Constructing linear and exponential functions from graph | Algebra II | Khan Academy

The graphs of the linear function ( f(x) = mx + b ) and the exponential function ( g(x) = a \cdot r^x ) where ( r > 0 ) pass through the points ((-1, 9)) and ((1, 1)). So this very clearly is the linear function; it is a line right over here, and this right over here is the exponential function.

Given the fact that this exponential function keeps decreasing as ( x ) gets larger, it's a pretty good hint that our ( r ) right over here—they tell us that ( r > 0 )—but it's a pretty good hint that ( r ) is going to be between ( 0 ) and ( 1 ). The fact that ( g(x) ) keeps approaching ( 0 ) as ( x ) increases suggests that.

But let's use the data they're giving us, the two points of intersection, to figure out what the equations of these two functions are. So first, we can tackle the linear function.

Starting with ( f(x) = mx + b ), we can use the two points to figure out the slope. Our ( m ) right over here is our slope, which is the change in ( y ) over the change in ( x )—the rate of change of the vertical axis with respect to the horizontal axis.

Let's see, between those two points, what is our change in ( x )? If we are going from ( x = -1 ) to ( x = 1 ), we could think of it as finishing at ( 1 ) and starting at ( -1 ). So ( 1 - (-1) = 2 ).

Now, what about our change in ( y )? We start at ( 9 ) and we end up at ( 1 ). So ( 1 - 9 = -8 ). Just to be clear, when ( x = 1 ), ( y = 1 ), and when ( x = -1 ), ( y = 9 ).

We see that we took the differences: we get ( -8/2 ), which is equal to ( -4 ). Now we can write that ( f(x) = -4x + b ).

You can see that slope right over here; every time you increase your ( x ) by ( 1 ), you are decreasing your ( y ) by ( 4 ). So that makes sense that the slope is ( -4 ).

Now let's think about what ( b ) is. To figure out ( b ), we could use either one of these points. Let's try ( f(1) ) because ( 1 ) is a nice simple number.
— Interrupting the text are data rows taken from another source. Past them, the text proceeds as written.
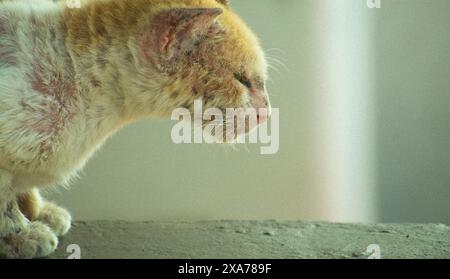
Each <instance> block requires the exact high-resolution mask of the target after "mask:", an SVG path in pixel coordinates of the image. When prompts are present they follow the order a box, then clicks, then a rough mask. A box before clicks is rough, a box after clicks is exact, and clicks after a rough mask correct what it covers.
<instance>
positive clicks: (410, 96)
mask: <svg viewBox="0 0 450 279" xmlns="http://www.w3.org/2000/svg"><path fill="white" fill-rule="evenodd" d="M384 2H385V3H383V4H384V5H383V8H382V9H380V10H378V11H376V12H377V17H376V34H375V38H376V49H377V52H376V61H377V63H376V66H377V82H376V84H377V88H376V92H377V108H378V120H379V121H378V123H379V124H378V130H379V132H378V135H379V136H378V147H379V149H378V150H379V152H378V166H379V188H380V192H381V203H380V210H381V217H382V220H384V221H390V222H395V221H409V222H446V223H450V1H447V0H422V1H420V0H415V1H384Z"/></svg>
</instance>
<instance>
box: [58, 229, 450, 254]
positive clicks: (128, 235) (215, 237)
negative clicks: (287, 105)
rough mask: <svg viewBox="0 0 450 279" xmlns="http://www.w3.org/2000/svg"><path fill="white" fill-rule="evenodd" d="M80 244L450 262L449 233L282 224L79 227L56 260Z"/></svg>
mask: <svg viewBox="0 0 450 279" xmlns="http://www.w3.org/2000/svg"><path fill="white" fill-rule="evenodd" d="M69 244H77V245H79V246H80V248H81V257H82V258H84V259H92V258H146V259H161V258H163V259H164V258H169V259H171V258H182V259H196V258H202V259H203V258H206V259H208V258H219V259H223V258H246V259H254V258H267V259H280V258H294V259H295V258H306V259H318V258H319V259H327V258H339V259H346V258H351V259H355V258H368V256H369V253H367V252H366V250H367V247H368V246H369V245H370V244H377V245H378V246H379V247H380V250H381V251H380V252H381V257H382V258H447V259H448V258H450V227H448V226H446V225H435V224H430V225H414V224H387V225H361V224H333V223H311V222H278V221H210V222H143V223H130V222H112V221H96V222H77V223H75V224H74V227H73V229H72V231H71V232H70V233H69V234H68V235H67V236H65V237H63V238H61V240H60V245H59V248H58V251H57V252H56V253H55V254H53V255H52V258H59V259H61V258H67V256H68V255H69V253H67V252H66V248H67V246H68V245H69Z"/></svg>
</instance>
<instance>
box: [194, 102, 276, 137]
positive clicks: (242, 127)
mask: <svg viewBox="0 0 450 279" xmlns="http://www.w3.org/2000/svg"><path fill="white" fill-rule="evenodd" d="M220 111H221V112H222V116H220V115H217V114H215V115H214V116H208V115H207V114H206V115H207V117H206V118H207V119H211V120H203V121H202V129H203V133H204V136H205V137H208V138H210V139H214V141H215V142H217V143H234V142H235V141H236V139H237V138H239V137H241V136H245V135H247V134H249V133H251V132H252V131H254V130H255V129H257V128H258V126H259V125H261V124H264V123H266V122H267V121H268V120H269V119H270V113H271V110H270V108H260V109H255V108H235V109H226V110H220ZM216 112H218V111H216Z"/></svg>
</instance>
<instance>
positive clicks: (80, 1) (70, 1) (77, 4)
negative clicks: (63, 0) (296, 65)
mask: <svg viewBox="0 0 450 279" xmlns="http://www.w3.org/2000/svg"><path fill="white" fill-rule="evenodd" d="M66 6H67V8H69V9H79V8H81V1H80V0H66Z"/></svg>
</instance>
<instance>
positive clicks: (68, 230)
mask: <svg viewBox="0 0 450 279" xmlns="http://www.w3.org/2000/svg"><path fill="white" fill-rule="evenodd" d="M37 220H38V221H41V222H42V223H45V224H47V225H48V226H49V227H50V228H51V229H52V230H53V232H54V233H55V234H56V235H57V236H62V235H65V234H66V233H67V232H68V231H69V229H70V226H71V223H72V217H71V216H70V213H69V212H68V211H67V210H65V209H64V208H62V207H60V206H57V205H56V204H54V203H52V202H45V204H44V206H43V207H42V208H41V210H40V212H39V216H38V218H37Z"/></svg>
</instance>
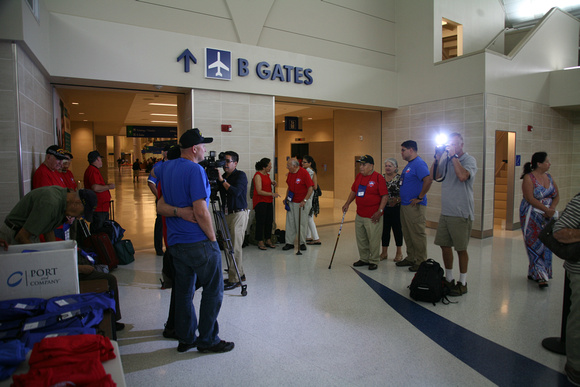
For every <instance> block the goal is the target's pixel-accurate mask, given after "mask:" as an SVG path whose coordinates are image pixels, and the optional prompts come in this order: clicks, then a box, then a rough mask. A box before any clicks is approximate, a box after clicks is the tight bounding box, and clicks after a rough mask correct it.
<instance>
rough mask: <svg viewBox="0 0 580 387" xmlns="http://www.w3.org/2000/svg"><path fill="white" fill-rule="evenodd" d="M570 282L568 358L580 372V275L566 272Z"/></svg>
mask: <svg viewBox="0 0 580 387" xmlns="http://www.w3.org/2000/svg"><path fill="white" fill-rule="evenodd" d="M566 274H567V275H568V279H569V280H570V289H571V294H570V303H571V305H570V314H569V315H568V319H567V320H566V358H567V360H568V364H570V366H572V368H574V369H575V370H576V371H578V370H580V274H574V273H570V272H569V271H566Z"/></svg>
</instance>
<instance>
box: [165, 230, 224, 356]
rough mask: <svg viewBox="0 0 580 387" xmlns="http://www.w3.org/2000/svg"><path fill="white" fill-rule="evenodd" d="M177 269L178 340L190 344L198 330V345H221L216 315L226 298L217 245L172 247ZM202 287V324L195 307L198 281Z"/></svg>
mask: <svg viewBox="0 0 580 387" xmlns="http://www.w3.org/2000/svg"><path fill="white" fill-rule="evenodd" d="M170 251H171V254H172V255H173V265H174V267H175V278H174V282H173V286H174V287H175V333H176V334H177V336H178V337H179V341H180V342H181V343H185V344H191V343H193V342H194V341H195V339H196V338H195V330H196V329H197V330H198V331H199V337H198V338H197V344H198V346H202V347H211V346H213V345H216V344H217V343H219V342H220V338H219V336H218V333H219V325H218V322H217V316H218V314H219V312H220V308H221V306H222V299H223V296H224V281H223V277H222V257H221V253H220V250H219V246H218V244H217V242H210V241H209V240H207V239H206V240H204V241H201V242H197V243H179V244H175V245H173V246H170ZM196 277H197V278H198V279H199V285H200V286H201V287H203V292H202V294H201V304H200V308H199V309H200V310H199V324H198V323H197V316H196V314H195V307H194V306H193V294H194V293H195V280H196Z"/></svg>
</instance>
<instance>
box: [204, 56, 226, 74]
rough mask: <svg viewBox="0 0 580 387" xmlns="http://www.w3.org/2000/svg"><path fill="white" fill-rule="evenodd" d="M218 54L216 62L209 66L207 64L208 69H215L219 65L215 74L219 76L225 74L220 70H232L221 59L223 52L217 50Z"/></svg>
mask: <svg viewBox="0 0 580 387" xmlns="http://www.w3.org/2000/svg"><path fill="white" fill-rule="evenodd" d="M217 54H218V60H216V61H215V62H213V63H212V64H210V65H209V66H207V68H208V69H215V68H216V67H217V69H218V71H217V73H215V75H216V76H217V77H223V74H222V72H221V71H220V70H222V69H223V70H225V71H230V69H229V67H228V66H226V65H225V64H223V62H222V60H221V52H219V51H218V52H217Z"/></svg>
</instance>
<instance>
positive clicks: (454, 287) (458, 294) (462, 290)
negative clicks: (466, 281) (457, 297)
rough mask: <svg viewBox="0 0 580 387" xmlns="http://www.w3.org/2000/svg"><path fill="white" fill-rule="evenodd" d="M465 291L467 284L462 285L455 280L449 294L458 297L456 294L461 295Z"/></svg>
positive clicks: (460, 283) (454, 296)
mask: <svg viewBox="0 0 580 387" xmlns="http://www.w3.org/2000/svg"><path fill="white" fill-rule="evenodd" d="M465 293H467V284H465V285H463V284H462V283H461V282H459V281H457V283H456V284H455V286H454V287H453V288H451V291H450V292H449V295H450V296H451V297H458V296H461V295H463V294H465Z"/></svg>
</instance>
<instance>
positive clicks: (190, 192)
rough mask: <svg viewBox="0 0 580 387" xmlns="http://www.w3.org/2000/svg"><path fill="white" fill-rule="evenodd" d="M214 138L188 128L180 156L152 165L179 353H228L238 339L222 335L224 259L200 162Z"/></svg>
mask: <svg viewBox="0 0 580 387" xmlns="http://www.w3.org/2000/svg"><path fill="white" fill-rule="evenodd" d="M212 141H213V138H210V137H207V138H204V137H203V136H202V135H201V133H200V131H199V129H190V130H188V131H187V132H185V133H184V134H183V135H182V136H181V137H180V139H179V146H180V147H181V157H180V158H178V159H175V160H169V161H166V162H164V163H163V164H160V165H158V166H157V167H156V168H155V170H154V175H155V177H157V178H158V179H159V184H161V190H162V192H163V196H162V197H161V198H160V199H159V201H158V203H157V205H158V209H157V211H158V212H159V213H160V214H161V215H163V216H165V217H166V223H167V242H168V245H169V250H170V252H171V255H172V256H173V265H174V268H175V278H174V285H173V286H174V287H175V333H176V335H177V337H178V338H179V345H178V347H177V351H179V352H185V351H187V350H189V349H191V348H194V347H197V350H198V351H200V352H228V351H231V350H232V349H233V348H234V343H231V342H226V341H224V340H220V338H219V336H218V332H219V325H218V322H217V316H218V314H219V311H220V308H221V304H222V299H223V292H224V284H223V277H222V265H221V262H222V261H221V253H220V250H219V246H218V243H217V241H216V236H215V232H214V229H213V224H212V218H211V214H210V212H209V209H208V203H209V199H210V195H211V190H210V185H209V181H208V179H207V175H206V173H205V171H204V169H203V167H201V166H200V165H199V164H198V163H199V162H200V161H202V160H203V158H204V154H205V144H207V143H210V142H212ZM196 278H197V280H198V284H199V285H200V286H201V287H203V292H202V300H201V306H200V311H199V324H198V323H197V317H196V314H195V308H194V306H193V302H192V299H193V294H194V292H195V284H196ZM196 329H197V330H198V331H199V336H198V337H197V339H196V337H195V331H196Z"/></svg>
We can write ( f(1) = -4 \cdot 1 + b ) and they tell us that ( f(1) = 1 ). So this part right over here gives us ( -4 + b = 1 ). Adding ( 4 ) to both sides, we find ( b = 5 ).

Thus, we have ( f(x) = -4x + 5 ). Now, does that make sense that the ( y )-intercept is ( 5 )? By inspection, we could have guessed that. But now we've solved it, confirming ( f(x) = -4x + 5 ).
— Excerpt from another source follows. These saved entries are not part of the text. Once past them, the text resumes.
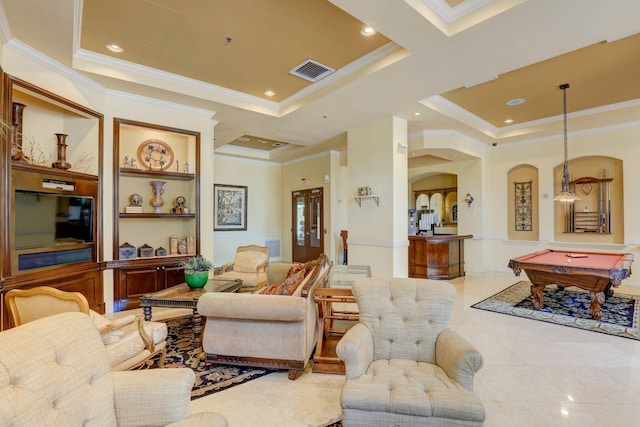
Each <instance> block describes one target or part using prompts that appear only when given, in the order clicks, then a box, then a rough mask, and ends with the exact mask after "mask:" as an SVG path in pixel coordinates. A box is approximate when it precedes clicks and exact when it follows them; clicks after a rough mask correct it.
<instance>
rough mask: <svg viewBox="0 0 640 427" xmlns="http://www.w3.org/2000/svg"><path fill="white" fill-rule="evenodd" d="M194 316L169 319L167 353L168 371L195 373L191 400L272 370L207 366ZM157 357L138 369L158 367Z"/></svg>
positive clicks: (230, 366) (222, 388) (217, 390)
mask: <svg viewBox="0 0 640 427" xmlns="http://www.w3.org/2000/svg"><path fill="white" fill-rule="evenodd" d="M192 320H193V317H192V316H184V317H177V318H175V319H169V320H167V321H166V322H167V328H168V332H169V333H168V337H167V354H166V356H165V362H164V366H165V368H180V367H187V368H191V369H192V370H193V371H194V372H195V374H196V382H195V385H194V387H193V390H192V391H191V399H192V400H193V399H198V398H200V397H204V396H207V395H209V394H211V393H215V392H217V391H221V390H224V389H227V388H229V387H233V386H235V385H238V384H242V383H244V382H247V381H250V380H253V379H256V378H260V377H262V376H264V375H267V374H269V373H271V372H273V371H272V370H269V369H263V368H252V367H243V366H230V365H218V364H216V365H209V366H207V365H206V364H205V357H204V351H203V350H202V345H201V342H200V333H199V332H197V331H195V330H194V329H193V323H192ZM157 362H158V358H157V357H156V358H154V359H151V360H149V361H147V362H146V363H145V364H144V365H142V366H140V368H139V369H149V368H155V367H157Z"/></svg>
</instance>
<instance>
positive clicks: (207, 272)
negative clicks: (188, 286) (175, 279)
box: [184, 271, 209, 288]
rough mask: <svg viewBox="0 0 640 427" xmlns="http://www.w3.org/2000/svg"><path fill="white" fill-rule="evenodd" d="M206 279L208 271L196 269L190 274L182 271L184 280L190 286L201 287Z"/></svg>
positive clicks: (208, 275) (192, 287)
mask: <svg viewBox="0 0 640 427" xmlns="http://www.w3.org/2000/svg"><path fill="white" fill-rule="evenodd" d="M208 280H209V272H208V271H198V272H195V273H191V274H187V273H184V281H185V282H187V285H189V287H190V288H203V287H204V285H206V284H207V281H208Z"/></svg>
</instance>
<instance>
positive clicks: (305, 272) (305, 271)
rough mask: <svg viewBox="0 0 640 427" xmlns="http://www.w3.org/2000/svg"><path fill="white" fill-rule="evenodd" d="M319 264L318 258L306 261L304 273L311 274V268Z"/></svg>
mask: <svg viewBox="0 0 640 427" xmlns="http://www.w3.org/2000/svg"><path fill="white" fill-rule="evenodd" d="M316 265H318V260H315V259H314V260H311V261H307V262H305V263H304V269H305V271H304V275H305V276H306V275H307V274H309V273H310V272H311V270H313V268H314V267H315V266H316Z"/></svg>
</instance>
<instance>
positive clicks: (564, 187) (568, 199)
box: [553, 83, 580, 202]
mask: <svg viewBox="0 0 640 427" xmlns="http://www.w3.org/2000/svg"><path fill="white" fill-rule="evenodd" d="M568 88H569V83H565V84H562V85H560V89H562V101H563V117H564V166H563V173H562V188H561V190H560V193H558V195H556V197H554V198H553V200H555V201H556V202H575V201H576V200H580V197H578V196H577V195H576V194H575V193H573V192H572V191H571V184H570V183H569V157H568V155H567V145H568V138H567V89H568Z"/></svg>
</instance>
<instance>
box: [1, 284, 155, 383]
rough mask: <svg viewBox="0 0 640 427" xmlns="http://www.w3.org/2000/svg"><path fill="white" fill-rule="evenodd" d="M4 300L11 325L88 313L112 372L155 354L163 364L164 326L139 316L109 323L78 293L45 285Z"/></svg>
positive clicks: (133, 366) (129, 367) (143, 359)
mask: <svg viewBox="0 0 640 427" xmlns="http://www.w3.org/2000/svg"><path fill="white" fill-rule="evenodd" d="M5 299H6V304H7V308H8V310H9V315H10V317H11V321H12V323H13V325H14V326H20V325H22V324H24V323H28V322H31V321H33V320H36V319H40V318H42V317H47V316H51V315H53V314H59V313H65V312H69V311H73V312H81V313H85V314H88V315H89V317H91V319H92V320H93V322H94V324H95V326H96V328H97V329H98V331H99V332H100V335H101V337H102V341H103V343H104V345H105V348H106V350H107V355H108V357H109V362H110V363H111V367H112V369H113V370H115V371H123V370H127V369H131V368H134V367H136V366H138V365H140V364H141V363H142V362H144V361H146V360H148V359H151V358H152V357H154V356H156V355H159V359H158V365H159V366H160V367H162V366H163V364H164V356H165V349H166V345H167V344H166V339H167V325H166V323H163V322H145V321H143V320H142V317H141V316H134V315H128V316H125V317H122V318H119V319H114V320H110V319H107V318H106V317H104V316H102V315H100V314H99V313H96V312H95V311H93V310H90V309H89V302H88V301H87V299H86V298H85V296H84V295H82V294H81V293H79V292H65V291H61V290H60V289H55V288H52V287H48V286H39V287H35V288H31V289H12V290H10V291H9V292H7V295H6V297H5Z"/></svg>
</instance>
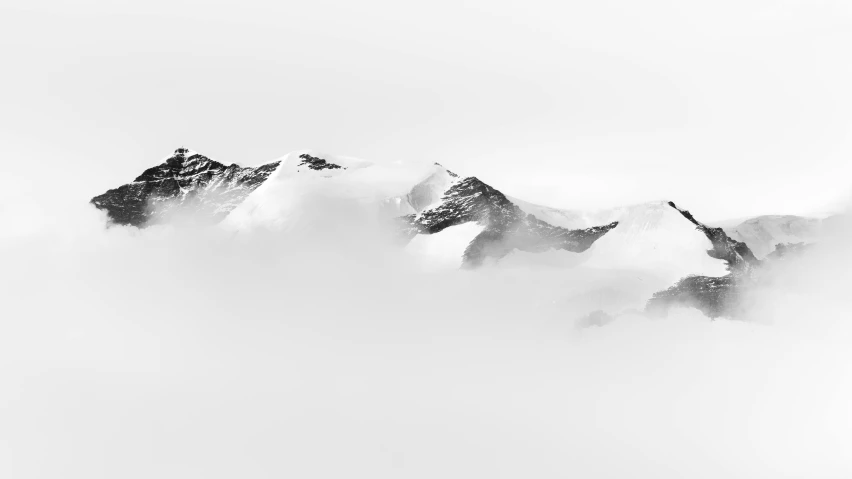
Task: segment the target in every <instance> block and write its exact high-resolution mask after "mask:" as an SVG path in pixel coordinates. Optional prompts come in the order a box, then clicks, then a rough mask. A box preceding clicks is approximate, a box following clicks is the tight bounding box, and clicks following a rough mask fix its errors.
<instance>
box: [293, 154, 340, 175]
mask: <svg viewBox="0 0 852 479" xmlns="http://www.w3.org/2000/svg"><path fill="white" fill-rule="evenodd" d="M299 158H300V159H301V160H302V161H301V162H300V163H299V165H298V166H306V167H308V168H310V169H312V170H317V171H320V170H341V169H342V170H345V169H346V168H345V167H343V166H340V165H336V164H334V163H330V162H328V161H326V160H324V159H322V158H318V157H316V156H311V155H309V154H307V153H303V154H301V155H299Z"/></svg>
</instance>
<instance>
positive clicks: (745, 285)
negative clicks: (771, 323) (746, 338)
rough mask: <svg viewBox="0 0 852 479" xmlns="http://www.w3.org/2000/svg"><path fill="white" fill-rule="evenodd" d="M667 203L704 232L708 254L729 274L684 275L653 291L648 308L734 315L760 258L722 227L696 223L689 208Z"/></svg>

Now let's figure out the exponential function. We can use the two points to determine the unknowns. For example, let's try the first point.
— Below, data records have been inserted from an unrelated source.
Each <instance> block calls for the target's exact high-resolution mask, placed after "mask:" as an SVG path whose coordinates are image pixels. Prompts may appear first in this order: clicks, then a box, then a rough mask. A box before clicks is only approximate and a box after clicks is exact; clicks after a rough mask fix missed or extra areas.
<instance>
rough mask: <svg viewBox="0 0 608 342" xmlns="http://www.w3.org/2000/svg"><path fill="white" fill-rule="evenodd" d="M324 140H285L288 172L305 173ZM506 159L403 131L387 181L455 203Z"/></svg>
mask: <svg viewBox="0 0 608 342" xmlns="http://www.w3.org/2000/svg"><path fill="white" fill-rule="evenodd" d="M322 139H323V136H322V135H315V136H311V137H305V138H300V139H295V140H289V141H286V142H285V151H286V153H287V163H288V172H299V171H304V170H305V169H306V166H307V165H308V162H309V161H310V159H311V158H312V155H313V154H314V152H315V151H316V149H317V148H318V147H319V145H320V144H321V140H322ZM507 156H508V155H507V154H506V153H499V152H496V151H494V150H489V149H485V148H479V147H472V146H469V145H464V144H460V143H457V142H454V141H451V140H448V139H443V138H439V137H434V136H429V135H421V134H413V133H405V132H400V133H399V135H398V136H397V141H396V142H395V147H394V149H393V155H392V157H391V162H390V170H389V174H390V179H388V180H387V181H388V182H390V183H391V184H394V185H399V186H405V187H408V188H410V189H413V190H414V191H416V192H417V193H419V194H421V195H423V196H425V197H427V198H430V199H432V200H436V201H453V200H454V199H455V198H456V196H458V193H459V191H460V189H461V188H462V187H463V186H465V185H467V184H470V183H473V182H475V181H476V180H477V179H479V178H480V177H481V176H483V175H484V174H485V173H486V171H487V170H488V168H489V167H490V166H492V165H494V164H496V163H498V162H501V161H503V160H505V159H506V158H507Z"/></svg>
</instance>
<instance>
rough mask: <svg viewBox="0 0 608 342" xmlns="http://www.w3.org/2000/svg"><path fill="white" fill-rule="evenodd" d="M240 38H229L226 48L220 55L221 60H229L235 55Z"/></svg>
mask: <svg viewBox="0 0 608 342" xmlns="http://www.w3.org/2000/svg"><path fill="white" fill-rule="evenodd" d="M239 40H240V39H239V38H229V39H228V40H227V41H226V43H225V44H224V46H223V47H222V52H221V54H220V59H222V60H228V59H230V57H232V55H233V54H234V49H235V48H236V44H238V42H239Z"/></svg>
So ( g(-1) = a \cdot r^{-1} ) equals ( 9 ). We could write this as ( a/r = 9 ). Multiplying both sides by ( r ), we find ( a = 9r ).

Now, using the other point, ( g(1) = a \cdot r^1 = a \cdot r = 1 ). So how can we use this information ( a = 9r ) and ( a \cdot r = 1 ) to solve for ( a ) and ( r )?

We can take this ( a ) and substitute it into the other equation, replacing ( a ) with ( 9r ). This gives us ( 9r \cdot r = 1 ) or ( 9r^2 = 1 ).

Dividing both sides by ( 9 ) gives us ( r^2 = \frac{1}{9} ). To find ( r ), we take the positive square root since they tell us that ( r > 0 ). Thus, ( r = \frac{1}{3} ).

Now we can substitute this back into either of the equations to find ( a ). We know ( a = 9r ), so ( a = 9 \cdot \frac{1}{3} = 3 ).

So our exponential function can be written as ( g(x) = 3 \cdot \left(\frac{1}{3}\right)^x ).